No agreements, but some progress
As mentioned above, we reported in the spring that not a single issue had been resolved in six months. Unfortunately, the last six months has not provided much progress either. That said, it is fair to say that recently, the parties seem to be coming together on one of the fundamental issues that has to be resolved for a new agreement. With the exception of one Tribe, all of the other parties have agreed on what we think THE fundamental issue for a new agreement is. While we cannot disclose any proposals, responses to proposals or the substance of the parties’ discussions, we can say that the parties are now actively engaged in negotiations over a management plan for State and Tribal waters. (Due to a confidentiality agreement between the parties, including the Coalition, we can’t get into the specifics of the parties’ discussions.)

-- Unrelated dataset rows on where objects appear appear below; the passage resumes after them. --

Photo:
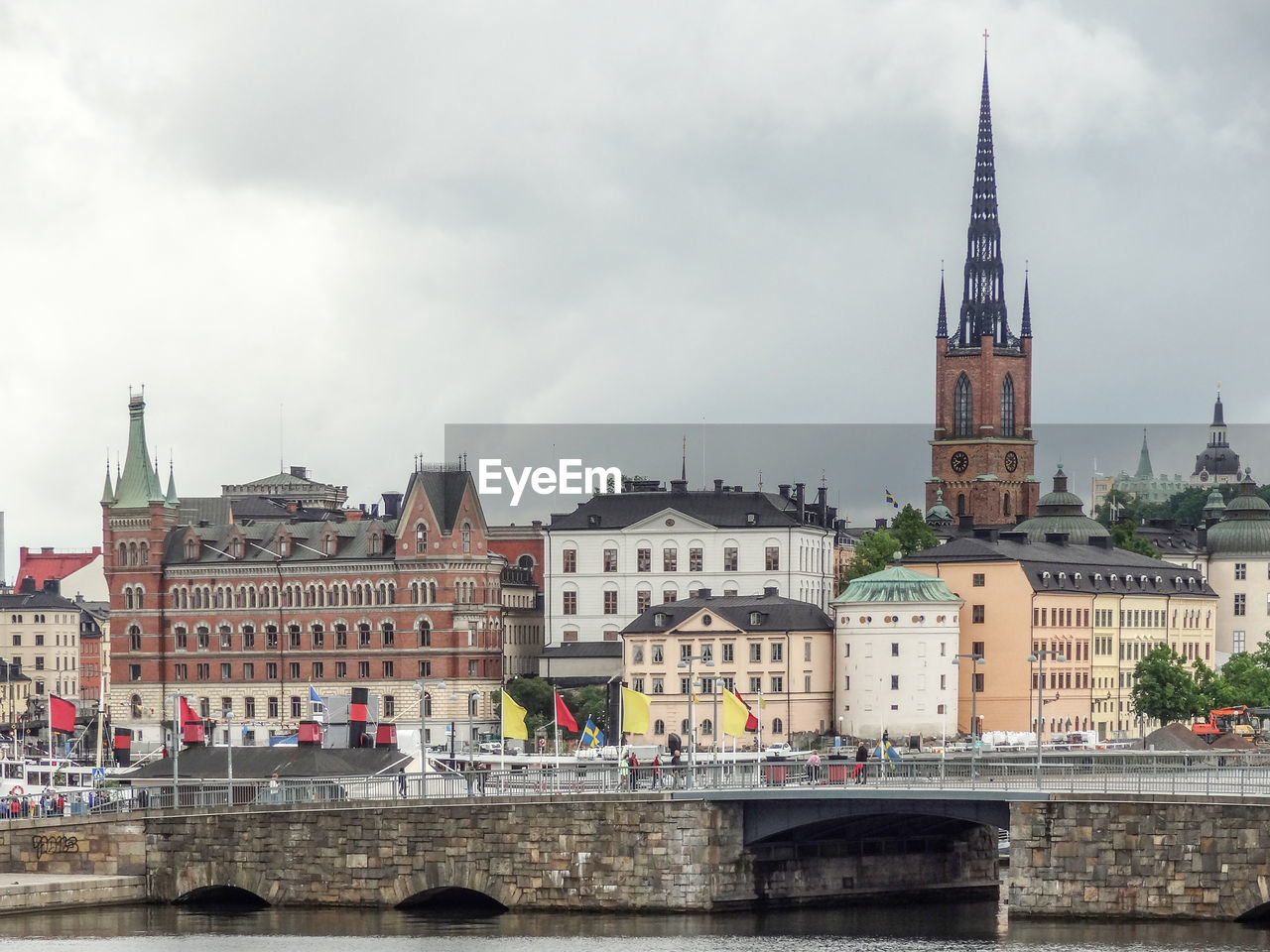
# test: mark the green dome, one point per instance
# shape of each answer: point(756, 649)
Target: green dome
point(1062, 512)
point(897, 584)
point(1245, 530)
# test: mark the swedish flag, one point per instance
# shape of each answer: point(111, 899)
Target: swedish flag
point(590, 735)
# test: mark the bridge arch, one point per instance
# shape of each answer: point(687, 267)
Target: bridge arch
point(221, 897)
point(452, 898)
point(456, 881)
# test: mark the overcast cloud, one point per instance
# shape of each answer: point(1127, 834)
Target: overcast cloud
point(388, 217)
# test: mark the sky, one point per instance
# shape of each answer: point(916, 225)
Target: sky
point(320, 232)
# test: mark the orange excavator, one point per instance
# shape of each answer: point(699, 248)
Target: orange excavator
point(1224, 720)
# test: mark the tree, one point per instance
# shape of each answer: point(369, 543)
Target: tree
point(1164, 689)
point(1124, 535)
point(911, 531)
point(874, 552)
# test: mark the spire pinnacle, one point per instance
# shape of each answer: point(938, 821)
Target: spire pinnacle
point(942, 329)
point(983, 307)
point(1025, 330)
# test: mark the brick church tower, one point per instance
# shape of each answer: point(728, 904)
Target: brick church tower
point(982, 451)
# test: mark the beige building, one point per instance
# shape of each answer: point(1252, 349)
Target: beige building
point(776, 653)
point(1097, 608)
point(40, 636)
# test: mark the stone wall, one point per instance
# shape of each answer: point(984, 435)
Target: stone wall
point(968, 865)
point(602, 853)
point(1139, 857)
point(73, 846)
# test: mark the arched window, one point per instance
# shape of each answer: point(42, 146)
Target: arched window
point(1007, 407)
point(962, 408)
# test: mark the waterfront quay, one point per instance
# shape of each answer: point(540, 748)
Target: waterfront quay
point(1101, 834)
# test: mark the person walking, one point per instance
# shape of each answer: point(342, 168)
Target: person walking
point(857, 774)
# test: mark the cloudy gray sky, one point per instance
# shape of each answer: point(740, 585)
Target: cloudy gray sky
point(389, 217)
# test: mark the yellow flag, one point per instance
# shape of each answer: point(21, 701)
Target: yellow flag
point(513, 719)
point(635, 711)
point(735, 715)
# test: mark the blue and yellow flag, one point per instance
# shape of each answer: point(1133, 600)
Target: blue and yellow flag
point(590, 735)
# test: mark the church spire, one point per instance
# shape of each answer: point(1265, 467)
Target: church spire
point(1144, 471)
point(1025, 331)
point(942, 329)
point(983, 307)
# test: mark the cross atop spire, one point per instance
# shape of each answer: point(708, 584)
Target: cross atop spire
point(983, 307)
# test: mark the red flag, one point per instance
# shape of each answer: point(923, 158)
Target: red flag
point(62, 715)
point(563, 717)
point(751, 722)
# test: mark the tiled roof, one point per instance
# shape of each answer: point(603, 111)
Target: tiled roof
point(774, 613)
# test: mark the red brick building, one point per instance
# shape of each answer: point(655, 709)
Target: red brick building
point(244, 601)
point(982, 453)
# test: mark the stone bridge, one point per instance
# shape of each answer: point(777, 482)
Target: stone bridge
point(1072, 855)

We should also let you know that we have been actively working with the State, as well as having constructive discussions with certain Tribal representatives and the Mediator on issues facing the parties. Our relationship with the State has been a good one, and though we may not always agree, we have had the opportunity for constructive discussions and to suggest language for including in proposals or a new agreement.
The existing agreement has been extended by the Court
The agreement that has governed Tribal and State fishing in the Treaty waters was set to expire on August 8. In late June and early July, the parties asked the Federal Court to extend the agreement to avoid chaos. The State and Federal governments, along with 4 of the 5 Tribes in the agreement, and the Coalition, supported a request for the Court to extend the agreement until the end of the year, December 31. The Sault Ste. Marie Tribe of Chippewa Indians filed its own request, asking the Court to extend the agreement only until November 8, but on the condition that any future extension would allow the Sault Tribe to fish in ANY waters open to tribal fishing including those “home waters” that were open only to a local tribe. For example, the Sault Tribe was asking the Court to allow it to fish the waters of Grand Traverse Bay, Hammond Bay, Little Traverse Bay and south almost to Pentwater to after November 8 under the rules that apply to the Grand Traverse Band, Bay Mills Indian Community, Little Traverse Band and Little River Band respectively. We understood the Sault Tribe request to be a rejection of the current agreement.
The Court rejected the Sault Tribe request and granted the request sought by all of the other parties and the Coalition. The Court also directed that if additional time was needed after December 31, the parties should request that additional time by early December.
What is next?
The Court has directed the Mediator to report to the Court on September 15 as to the progress of the negotiations. The parties are continuing to meet and exchange proposals and we continue to stay involved. We discuss the negotiations with the Coalition’s negotiating team on a regular basis. That team includes Tony Radjenovich (MCBA), Frank Krist (Hammond Bay Anglers), Wes Newberry (Grand Traverse Area Sportfishers), and Bill Winowecki (MCBA), and with Amy Trotter (MUCC).